Wow!! Git is really awesome!! This is like the full picture of the project in a single frame where each pixel value is tracked!!A complete snapshot of the repository!! A single hash value is representing a unique state of the full repository. If any tiny change is done anywhere in the repository then we will get different hash value for that. Also in important point to notice that, the hash value of the full repository is being generated based on the current state of the repository. And so it is independent of its past state.
Now we can change anything in repository and take snapshot of the full changes! Great!!
So, till now we can store the state of repository. But where’s the history, the commit messages we see when use the command git log? Let’s see.
When we commit any change in git, we add a commit message. So what does a commit contain actually?
A commit contain the snapshot hash of the repository at the time of commit, the author info, the time of the commit etc.

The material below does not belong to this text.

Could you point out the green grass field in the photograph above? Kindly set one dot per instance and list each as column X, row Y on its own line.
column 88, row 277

From our previous concept, we can treat a commit as content and can store that into database as well! And get a new ID again! Great!
Now, the history part. How git keeps track of the history? Simple. As we can represent a commit by a single hash value, when creating a new commit we can additionally keep our previous commits hash value so that we can traverse back.
Let’s make the history.
Let’s change the content of about.txt file. Just added two dots at the end of the file and made a new commit! Then the full picture was
Now we have two commits. The latest commit is green and it has a reference to the previous commit. And now from any commit, we can generate the full project by simply traversing through the database using references. The iteration logic is, start from the commit ID, get the contents. If the content is tree type then it has list of file/folder name and its corresponding hash value. And if the content is blob type then the content is the content for that file. We can use this logic and traverse recursively to generate the full repository.
Great! Now the memory is optimized. No duplicate contents into database and also the full repository can be generated from each version/commit.
The last thing. What about the branches? Branches are nothing but a name assigned to a hash value. When we create a branch git assigns that name to the commits hash.
Hope, now you’ve a clear idea about how git stores data to show its magic!!